In the 1970s, companies commonly accessed mainframe computers via telephone lines to remotely share managed computing resources — similar to how cloud services are shared today. But the current glut in available data is unique in the history of humanity, and managing unprecedented amounts of information presents dramatically different problems than those faced in the 1970s.
To understand the big data deluge, consider that in 2020, the World Economic Forum estimated that the existing amount of data equaled 44 zettabytes (ZB). The WEF reported that bytes in the digital universe outnumbered stars in the observable universe by a factor of 40. The rise of IoT devices and huge amounts of consumer tracking data have generated a significant percentage of that mind-numbing growth, and will continue to contribute floods of data for the foreseeable future.
If you’re a chief data officer (CDO), you need to take a hard look at this tidal wave of data, and figure out how to surf it before it crashes down on top of you.
Any data management system will need to contend with not only unprecedented scale, but also an enormous diversity of data sources and data types. For companies to uncover insights buried in gargantuan data sets and then share them across different business units, they’ll need to move that data into a central location, transform it into a state that is fit for analysis and then make analytics tools available across the company. In short, they need a modern data stack (MDS) — a set of cloud-native technologies for managing enormous and heterogeneous data sets.
While on-premises servers won’t disappear soon, the cloud and MDS have the power to fundamentally simplify the way they approach large dataset analysis.
Key considerations for other MDS components
Here are some of the key MDS components that help CDOs demonstrate results, fast. For more on this topic, download our free ebook, The Chief Data Officer's Guide to Generating Impact.
Fully managed ELT data pipeline: The MDS begins with a fully managed extract-load-transform (ELT) solution, such as Fivetran. The technology should be able to centralize and transform data from hundreds of SaaS and on-prem data sources to a cloud-based destination. Data engineers can connect new data sources in minutes. Any changes to the data source schemas or APIs are handled automatically, in the background, without affecting the flow of data. That frees up the engineers to focus on more impactful work, like creating new data analysis tools or models — and enables the CDO to demonstrate meaningful results far sooner.
Data warehouse: This MDS component is a cloud-based data platform that enables organizations to store data in a consistent manner and analyze data sets from a wide variety of sources in one place. Some of the top players here include Snowflake, Amazon Redshift and Google Big Query. Before choosing one, you should determine the kind of data, data security capabilities, management capabilities and price involved — see our guide on evaluating cloud data warehouses for more detail.

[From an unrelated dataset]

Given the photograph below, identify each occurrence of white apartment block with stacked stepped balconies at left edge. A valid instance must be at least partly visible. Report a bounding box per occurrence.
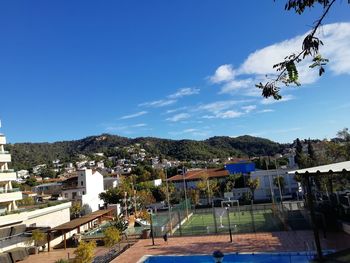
[0,134,22,214]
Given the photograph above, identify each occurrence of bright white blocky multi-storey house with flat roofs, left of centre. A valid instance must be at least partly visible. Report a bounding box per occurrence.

In some cases, when you have a lot of unstructured data to manage, a data lake may be a better choice than a data warehouse. Also worth considering: A data repository that has characteristics of both a data lake and a data warehouse such as Databricks, also known as a data lakehouse.
Data transformation: Data transformation describes the conversion of raw data into formats that make it easier to analyze and interpret. A popular choice here is dbt. You’ll want a solution that provides a clear picture of how a transformation affects tables and also provides the ability to track data lineage. Version control features and clear documentation are critical.

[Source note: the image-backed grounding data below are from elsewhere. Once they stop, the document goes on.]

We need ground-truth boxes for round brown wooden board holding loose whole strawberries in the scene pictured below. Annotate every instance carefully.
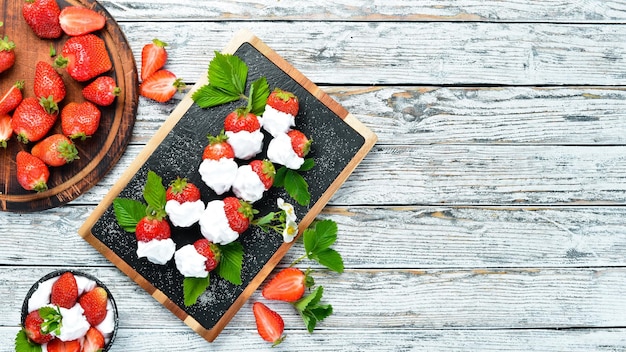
[0,0,138,212]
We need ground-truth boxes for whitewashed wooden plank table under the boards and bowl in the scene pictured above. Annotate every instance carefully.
[0,0,626,352]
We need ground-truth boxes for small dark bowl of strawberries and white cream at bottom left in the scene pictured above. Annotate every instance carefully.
[15,270,119,352]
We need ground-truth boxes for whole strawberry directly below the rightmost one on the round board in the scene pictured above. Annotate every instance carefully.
[61,101,102,140]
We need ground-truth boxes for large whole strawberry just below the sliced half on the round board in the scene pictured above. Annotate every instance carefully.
[54,33,113,82]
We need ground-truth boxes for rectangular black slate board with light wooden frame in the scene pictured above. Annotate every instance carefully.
[79,30,376,341]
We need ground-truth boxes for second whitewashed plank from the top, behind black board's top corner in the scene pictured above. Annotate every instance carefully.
[113,22,626,85]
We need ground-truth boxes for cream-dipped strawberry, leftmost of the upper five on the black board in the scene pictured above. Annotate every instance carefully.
[198,131,238,195]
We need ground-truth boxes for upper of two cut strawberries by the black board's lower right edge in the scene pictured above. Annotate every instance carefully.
[261,267,312,302]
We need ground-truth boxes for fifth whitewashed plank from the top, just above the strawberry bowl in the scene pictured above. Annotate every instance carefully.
[0,206,626,269]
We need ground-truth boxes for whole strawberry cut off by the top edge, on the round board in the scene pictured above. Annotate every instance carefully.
[22,0,62,39]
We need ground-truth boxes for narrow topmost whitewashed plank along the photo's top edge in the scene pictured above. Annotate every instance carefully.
[100,0,626,23]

Data visualization: The days are long gone when database experts were the only people responsible for interpreting and then distributing data to the rest of the company. Modern business intelligence and visualization tools must be accessible and easy enough to understand so that people in any business group can make use of them in a self-service way. Tools in this category include Tableau, Looker, PowerBI and more.
The cloud promises infinite scale and the ability to handle limitless quantities of data. But to manage that data effectively and turn it into insights that make a difference for businesses, CDOs need a technology stack that can handle the scale and velocity of these data flows. That means using a modern data stack to radically shorten the time to value for data — and to begin using data to move the company forward.